LONG BEACH — An 18-foot boat with Asian writing washed ashore in Long Beach last Friday.

The three-foot wide boat had the number IT3-43282 on the side. “IT3” is a common boat registration prefix in the area of Japan hit by the tsunami, as pointed out by Observer reader David Hathaway, Naselle High School Class of 1985, who cites this resource from the Japanese Coast Guard: www.bit.ly/eNh44K.

It was first reported by Mike Hoyt about 100 yards north of Sid Snyder Drive off the coast of Long Beach. Bruce Kauffman and Travis Haring, biologists from the Washington State Department of Fish and Wildlife Nahcotta Shellfish Lab began taking samples from the boat at about 8:30 a.m.

Leanna Reuss from AmeriCorps helped with the process. Four live fish were taken from the fish well in the stern of the boat. Large mussels and gooseneck barnacles were also found on the vessel, as well as at least one sponge. Other samples of marine life were taken by the biologists.

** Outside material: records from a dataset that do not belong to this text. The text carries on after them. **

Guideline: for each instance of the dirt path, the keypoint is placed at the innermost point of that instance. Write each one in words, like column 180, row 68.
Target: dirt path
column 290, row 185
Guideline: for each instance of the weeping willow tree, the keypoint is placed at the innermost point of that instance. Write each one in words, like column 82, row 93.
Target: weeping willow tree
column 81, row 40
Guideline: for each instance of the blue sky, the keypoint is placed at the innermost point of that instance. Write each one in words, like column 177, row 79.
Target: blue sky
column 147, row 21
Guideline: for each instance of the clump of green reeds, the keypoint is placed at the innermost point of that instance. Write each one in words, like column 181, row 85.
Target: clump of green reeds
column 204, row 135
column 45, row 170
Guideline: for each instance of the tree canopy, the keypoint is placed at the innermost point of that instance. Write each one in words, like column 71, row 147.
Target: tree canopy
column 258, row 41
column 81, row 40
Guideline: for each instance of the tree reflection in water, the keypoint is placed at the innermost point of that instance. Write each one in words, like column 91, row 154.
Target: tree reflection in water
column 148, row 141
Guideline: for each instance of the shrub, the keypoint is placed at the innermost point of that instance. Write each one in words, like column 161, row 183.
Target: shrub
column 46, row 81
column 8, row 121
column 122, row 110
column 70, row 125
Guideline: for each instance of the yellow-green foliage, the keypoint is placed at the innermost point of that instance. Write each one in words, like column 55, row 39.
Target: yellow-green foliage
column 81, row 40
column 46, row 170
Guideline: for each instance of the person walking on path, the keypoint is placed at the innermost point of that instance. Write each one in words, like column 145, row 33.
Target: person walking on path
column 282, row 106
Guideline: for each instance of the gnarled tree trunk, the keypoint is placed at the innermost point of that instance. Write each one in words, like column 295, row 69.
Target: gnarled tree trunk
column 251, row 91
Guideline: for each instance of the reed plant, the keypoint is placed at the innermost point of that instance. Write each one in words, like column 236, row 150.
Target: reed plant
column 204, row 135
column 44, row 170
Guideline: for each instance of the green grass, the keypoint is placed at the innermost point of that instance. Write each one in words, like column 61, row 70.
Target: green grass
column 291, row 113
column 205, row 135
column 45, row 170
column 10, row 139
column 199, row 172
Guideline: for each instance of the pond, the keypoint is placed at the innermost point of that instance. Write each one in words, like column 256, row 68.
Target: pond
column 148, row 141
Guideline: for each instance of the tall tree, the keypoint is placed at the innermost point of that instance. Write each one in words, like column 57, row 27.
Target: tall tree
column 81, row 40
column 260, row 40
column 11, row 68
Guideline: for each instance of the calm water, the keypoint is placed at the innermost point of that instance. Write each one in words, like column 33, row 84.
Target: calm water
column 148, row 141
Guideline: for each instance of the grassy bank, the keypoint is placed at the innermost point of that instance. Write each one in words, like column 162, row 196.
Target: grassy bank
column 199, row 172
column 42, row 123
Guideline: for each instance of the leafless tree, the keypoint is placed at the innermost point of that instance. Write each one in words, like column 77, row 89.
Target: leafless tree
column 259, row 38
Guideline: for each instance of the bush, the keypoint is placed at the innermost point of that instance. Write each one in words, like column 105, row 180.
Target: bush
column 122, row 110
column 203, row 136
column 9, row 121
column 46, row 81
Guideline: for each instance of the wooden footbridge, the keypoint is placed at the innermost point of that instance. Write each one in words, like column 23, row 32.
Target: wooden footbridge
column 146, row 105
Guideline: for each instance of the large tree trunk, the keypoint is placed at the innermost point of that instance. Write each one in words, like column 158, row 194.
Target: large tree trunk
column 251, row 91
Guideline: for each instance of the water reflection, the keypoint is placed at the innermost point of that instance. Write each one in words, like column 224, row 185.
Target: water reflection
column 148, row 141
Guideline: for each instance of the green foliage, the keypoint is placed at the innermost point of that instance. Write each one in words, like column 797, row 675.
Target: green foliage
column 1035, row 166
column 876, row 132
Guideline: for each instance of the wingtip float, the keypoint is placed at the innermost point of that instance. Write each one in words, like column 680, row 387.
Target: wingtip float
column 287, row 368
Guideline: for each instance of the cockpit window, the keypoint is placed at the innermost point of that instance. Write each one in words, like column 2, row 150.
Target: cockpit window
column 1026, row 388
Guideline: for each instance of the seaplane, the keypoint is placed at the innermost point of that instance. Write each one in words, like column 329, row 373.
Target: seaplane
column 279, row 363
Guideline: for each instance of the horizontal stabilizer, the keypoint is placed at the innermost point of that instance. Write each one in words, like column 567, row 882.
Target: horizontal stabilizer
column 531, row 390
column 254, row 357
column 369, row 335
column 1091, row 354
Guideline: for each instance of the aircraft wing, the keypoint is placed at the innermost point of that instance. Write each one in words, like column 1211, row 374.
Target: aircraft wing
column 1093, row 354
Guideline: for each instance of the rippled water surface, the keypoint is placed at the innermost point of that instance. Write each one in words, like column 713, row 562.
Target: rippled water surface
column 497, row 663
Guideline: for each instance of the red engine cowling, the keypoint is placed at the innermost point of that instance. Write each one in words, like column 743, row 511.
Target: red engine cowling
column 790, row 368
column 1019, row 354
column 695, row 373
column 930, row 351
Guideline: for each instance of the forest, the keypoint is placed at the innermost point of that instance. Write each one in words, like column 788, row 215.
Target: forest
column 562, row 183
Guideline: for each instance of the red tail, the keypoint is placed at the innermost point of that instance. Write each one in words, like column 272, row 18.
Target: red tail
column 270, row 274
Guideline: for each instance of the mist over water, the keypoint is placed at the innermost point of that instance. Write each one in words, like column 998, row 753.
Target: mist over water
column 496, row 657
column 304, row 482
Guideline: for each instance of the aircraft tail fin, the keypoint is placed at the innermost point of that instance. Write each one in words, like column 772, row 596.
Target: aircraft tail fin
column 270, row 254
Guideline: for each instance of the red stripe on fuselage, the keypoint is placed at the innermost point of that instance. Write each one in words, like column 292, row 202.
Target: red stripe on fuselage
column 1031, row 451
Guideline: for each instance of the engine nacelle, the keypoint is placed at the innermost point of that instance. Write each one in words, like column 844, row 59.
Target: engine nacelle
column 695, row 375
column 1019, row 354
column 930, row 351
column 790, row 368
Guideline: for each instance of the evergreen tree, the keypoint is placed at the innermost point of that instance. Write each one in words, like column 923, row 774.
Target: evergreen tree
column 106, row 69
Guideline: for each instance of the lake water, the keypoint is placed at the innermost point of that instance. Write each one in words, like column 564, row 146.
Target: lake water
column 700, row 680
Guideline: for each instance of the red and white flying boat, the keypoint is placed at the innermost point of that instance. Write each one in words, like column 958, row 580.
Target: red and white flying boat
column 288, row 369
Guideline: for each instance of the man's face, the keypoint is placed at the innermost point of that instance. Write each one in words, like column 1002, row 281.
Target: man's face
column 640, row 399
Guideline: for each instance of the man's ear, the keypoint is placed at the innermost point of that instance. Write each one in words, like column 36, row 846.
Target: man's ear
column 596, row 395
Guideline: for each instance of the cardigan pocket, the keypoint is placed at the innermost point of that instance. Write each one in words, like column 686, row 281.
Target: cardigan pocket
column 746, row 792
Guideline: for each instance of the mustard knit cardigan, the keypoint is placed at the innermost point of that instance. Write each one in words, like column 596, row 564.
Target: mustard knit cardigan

Federal agencies also responded to the boat’s arrival, according to a statement Friday from the Washington Marine Debris Task Force. No oil or hazardous materials were associated with the boat.

“Finding live fish on the boat was quite a surprise,” Allen Pleus, Washington Department of Fish and Wildlife invasive species coordinator, stated. He identified the fish as barred knife jaws which are typically found feeding on flotsam in the Western Pacific Ocean. There were several types of crab native to ocean waters off the coasts of Japan, Korea and Taiwan.

“This boat is very rich in different species. The boat that came ashore in June 2012 had about 30 species, with about 90 percent of the bio-mass being gooseneck barnacles,” Pleus explained. He said there were about 70 species on the dock that washed ashore in northern Washington and Pleus figures that there will be somewhere between 30 and 70 species on this boat.

One of the barred knife jaw fish was taken to Long Beach City Hall and eventually found a safe home at the Seaside Aquarium. The name of the boat is Sai-Shou-Maru and as yet no one has claimed it. The boat is at Cape Disappointment State Park.

“It will take some time to identify all of the samples. We will look at the ear bones of the barred knife jaws to see how old they were and get an idea if they were alive in the boat for two years,” Pleus said.

Japan was inundated with an earthquake and tsunami March 11, 2011. Other tsunami items that have washed ashore in Washington include buoys, bits of Styrofoam, small appliances, plastic, crates, refrigerators and even a soccer ball.

In addition to State Parks and DFW, agencies coordinating in the response are the Pacific County Department of Emergency Management; the Emergency Management Division of the Washington Military Department; and the National Oceanic and Atmospheric Administration (NOAA). The multiple agency effort is focused on coordinating any actions that might be necessary to protect public health, safety and the environment, and on working with the Consulate-General of Japan in Seattle to confirm whether the boat came from Japan and to locate its owner.